Ce magistrat a rendu compte des plaidoiries dans le délibéré de la Cour, composée de :
M. Laurent DESGOUIS, Président
Mme Angélique NETO, Conseillère
Mme Séverine MOGILKA, Conseillère
Greffier lors des débats : Mme Caroline VAN-HULST.
Les parties ont été avisées que le prononcé de la décision aurait lieu par mise à disposition au greffe le 03 Juillet 2025.
ARRÊT
Rendu par défaut,
Prononcé par mise à disposition au greffe le 03 Juillet 2025,
Signé par M. Laurent DESGOUIS, Président et Mme Caroline VAN-HULST, greffier auquel la minute de la décision a été remise par le magistrat signataire.
***
EXPOSE DU LITIGE
Suivant acte sous seing privé du 5 mars 2019, la SCI Gardey a donné à bail à M. [D] [W] et Mme [I] [Z], épouse [W], un appartement à usage d’habitation situé [Adresse 2], à [Localité 5] ainsi qu’un garage [Adresse 1], moyennant le paiement d’un loyer mensuel d’un montant de 1 500 € hors taxes et charges.

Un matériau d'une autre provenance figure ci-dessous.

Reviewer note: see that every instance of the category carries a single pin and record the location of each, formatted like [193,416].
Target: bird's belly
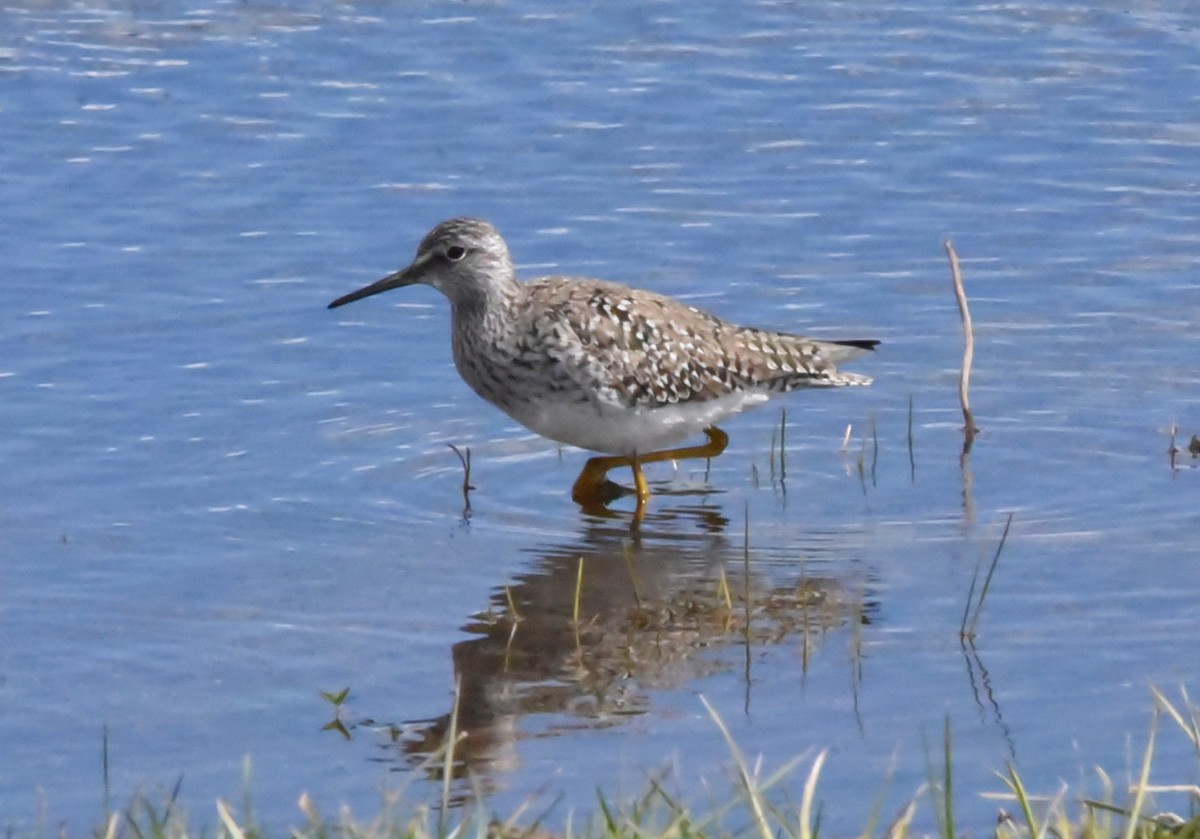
[627,431]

Suivant exploit du 27 décembre 2023 la SCI Gardey ont fait délivrer à M. [D] [W] et Mme [I] [Z], épouse [W], un commandement de payer visant la clause résolutoire du bail pour règlement de la somme de 2 695, 35 € au titre des loyers impayés arrêtés à cette date, outre coût de l’acte.
Invoquant le caractère infructueux de ce commandement, la SCI Gardey a, suivant exploit délivré le 22 mars 2024, fait assigner M. [D] [W] et Mme [I] [Z], épouse [W], devant le juge des contentieux de la protection du tribunal de proximité de Marseille, statuant en référé, aux fins, notamment, d’entendre constater la résiliation des baux consentis et condamner les locataires au paiement de l’arriéré locatif.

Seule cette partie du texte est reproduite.